Bu kavgalar ve etnik çatışmalar aslında 2001 yılında yaşanan olaylara zemin hazırlamıştı. Arnavutların, Pedagoji Fakültesinde Arnavutça bölüm açmak bir de Kalkandelen Üniversitesi kurulması girişiminde bulunurken, Makedon öğrenciler bunu engellemek için protestolar düzenlemişti. Hatta “onlara okul değil gaz odaları gerek” şeklinde çok çirkin pankartlarla. Bizim lisede tek Türk sınıfı benim bulunduğum sınıftı. Bizi de bu protestolara davet edince reddettik. Okul köprünün diğer tarafında olunca bütün bu sesli kargaşının içinden geçip bir olaya karışmadan eve varmaya çalışıyorduk. O dönemde çok iyi hatırladığım yaşıtım olan Türk bir gencini (Mesut), askerde gece uyurken başına silah dayayıp öldürmüşlerdi. Cesur bir gençti, bileği bükülmesi zor biriydi. Kirli işlere karışmamış ama bir yerde bir kavga varsa, hele de dayak yiyen Türk’se düşünmeden içine atlayanlardandı. Katili de silah arkadaşıydı.
Kim vurduya gidenler çoğalınca bazı kabadayıların da ismi duyulmaya başladı. Onlardan biri de Üsküp’te tanınan 2010 yılında vefat eden Enver Murco idi. Kendisi hakkında genelde yaşıtı olanlar toplanıp konuşunca, bazı bilgiler edindim. Dağılan sosyalist bir rejimden sonra her ülkede özelleştirmeye gidildi. O dönemde Üsküp’ün bugün Plastikçiler caddesi diye bilinen yerinde insanlar evlerini yıkıp dükkanlar açmaya başladı. Mal genelde Türkiye’den satın alınırdı, özellikle plastik kapların merkezi haline geldi. Geçim kaynağı olan bu dükkanlara yine haraç kesmek için bazı çeteler dadanmış, bunu engelleyen ise Enver Murco olmuş. “Sıkıysa gidin Makedonlardan haraç alın” deyip dururmuş. Genelde Gazi Baba Mahallesi Üsküp’ün içinde bu gibi olayların merkezi halindedir. Orada geçen muhabbetlerde çok kez “Falanca hapisten çıktı mı?” gibi konuşmalara şahitlik edebilirsin. Mesela Makedon taksiciler o mahalleye girmez. Bir seferinde buna kendim de şahit oldum. Taksici “nereye” sorduğunda ben “Gazi Baba” dedim, “Kusura bakma ben oraya gitmem” cevabı ile yüzleşmek zorunda kaldım.
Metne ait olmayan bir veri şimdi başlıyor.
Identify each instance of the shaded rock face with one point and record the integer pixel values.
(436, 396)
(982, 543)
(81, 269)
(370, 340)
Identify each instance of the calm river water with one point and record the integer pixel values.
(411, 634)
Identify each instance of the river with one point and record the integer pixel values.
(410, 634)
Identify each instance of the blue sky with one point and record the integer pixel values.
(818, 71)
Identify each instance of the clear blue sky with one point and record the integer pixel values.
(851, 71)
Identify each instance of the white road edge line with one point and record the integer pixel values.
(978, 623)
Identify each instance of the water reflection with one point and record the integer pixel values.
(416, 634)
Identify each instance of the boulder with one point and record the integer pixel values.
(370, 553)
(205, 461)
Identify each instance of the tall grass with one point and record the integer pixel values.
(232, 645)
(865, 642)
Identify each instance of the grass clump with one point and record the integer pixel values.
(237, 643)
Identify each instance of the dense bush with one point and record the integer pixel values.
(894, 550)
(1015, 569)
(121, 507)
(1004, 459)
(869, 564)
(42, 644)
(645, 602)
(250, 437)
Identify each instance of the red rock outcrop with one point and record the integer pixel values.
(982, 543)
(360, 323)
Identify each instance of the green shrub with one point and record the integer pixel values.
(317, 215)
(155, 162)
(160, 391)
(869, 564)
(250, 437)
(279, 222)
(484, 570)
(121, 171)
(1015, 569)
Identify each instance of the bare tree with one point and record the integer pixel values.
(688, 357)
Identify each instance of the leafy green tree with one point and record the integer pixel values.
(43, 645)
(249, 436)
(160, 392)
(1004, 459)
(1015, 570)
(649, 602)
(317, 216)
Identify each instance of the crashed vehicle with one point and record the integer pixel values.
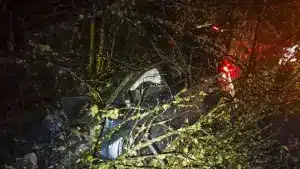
(146, 88)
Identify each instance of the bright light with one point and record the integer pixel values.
(226, 68)
(215, 28)
(290, 55)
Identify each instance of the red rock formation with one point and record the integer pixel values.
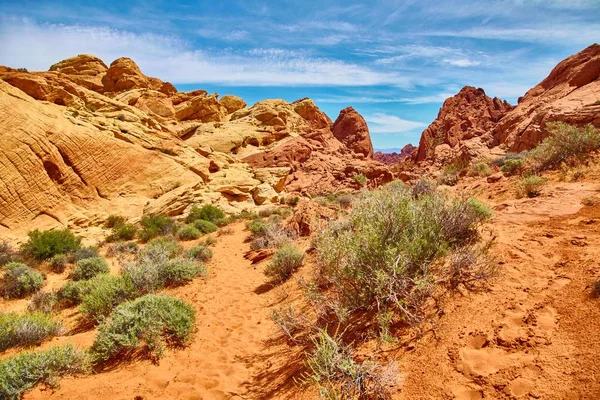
(394, 158)
(569, 94)
(351, 129)
(464, 116)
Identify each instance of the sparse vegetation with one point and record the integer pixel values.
(151, 320)
(566, 144)
(26, 330)
(88, 268)
(284, 263)
(24, 371)
(530, 186)
(20, 281)
(43, 245)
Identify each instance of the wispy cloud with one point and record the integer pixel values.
(385, 123)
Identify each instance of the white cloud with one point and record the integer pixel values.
(171, 59)
(385, 123)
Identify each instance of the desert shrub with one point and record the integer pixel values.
(122, 248)
(480, 169)
(122, 232)
(114, 220)
(205, 226)
(284, 263)
(337, 375)
(565, 144)
(20, 281)
(88, 268)
(42, 245)
(391, 256)
(180, 271)
(423, 187)
(43, 302)
(25, 370)
(103, 293)
(360, 179)
(7, 253)
(207, 212)
(188, 232)
(26, 330)
(200, 253)
(155, 225)
(530, 186)
(151, 320)
(58, 263)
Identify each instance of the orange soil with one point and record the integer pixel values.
(531, 334)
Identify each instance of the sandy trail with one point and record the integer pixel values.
(232, 321)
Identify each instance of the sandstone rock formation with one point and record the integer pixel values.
(467, 115)
(570, 94)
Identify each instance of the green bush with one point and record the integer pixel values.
(151, 320)
(20, 281)
(114, 220)
(284, 263)
(42, 245)
(180, 271)
(207, 212)
(103, 293)
(122, 232)
(391, 255)
(200, 253)
(530, 186)
(188, 232)
(88, 268)
(155, 225)
(566, 144)
(205, 226)
(27, 329)
(27, 369)
(58, 263)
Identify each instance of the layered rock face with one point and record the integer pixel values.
(467, 115)
(569, 94)
(83, 140)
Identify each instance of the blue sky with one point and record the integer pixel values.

2006 yılında üç yıllık yeni bir dernek olarak kültür sanat ve eğitim alanında çalışmalar yapıyorduk. ,İlk kez derneğimizin kütüphanesine sekiz bilgisayar kurabilmiştik. Kütüphanenin ismi ise “Şair Aşık Çelebiydi”. Gazi Baba’nın tepesinde türbesi olan Şair Aşık Çelebi, aslında Gazi Baba’nın ta kendisiydi. Kadılık yaptığı için Kadı Baba denmiş, zamanla Gazi Baba olmuş. Bizler de tekrar oradaki gençleri bilinçlendirmek ve eğitime yönlendirmek, haliyle de Gazi Baba’nın imajını düzeltmek için uğraş verdik yıllarca. Bizim umudumuz, gençleri kitap yuvasının etrafında toplayıp, Üsküp’ün bu tarafında daha bilinçli gençler yetiştirmekti. Birçok anne baba çocuğunu elinden tutup kütüphanemize getirmiş, “Orada burada gezeceğine sizin yanınızda olsun” demişti. Maksadımız gençleri türlü tuzaklardan korumaktı. Üsküp böyle de bir şehir işte, naifliğine ve masumluğuna aldanırsan sana arka sokaklarını da gösterir.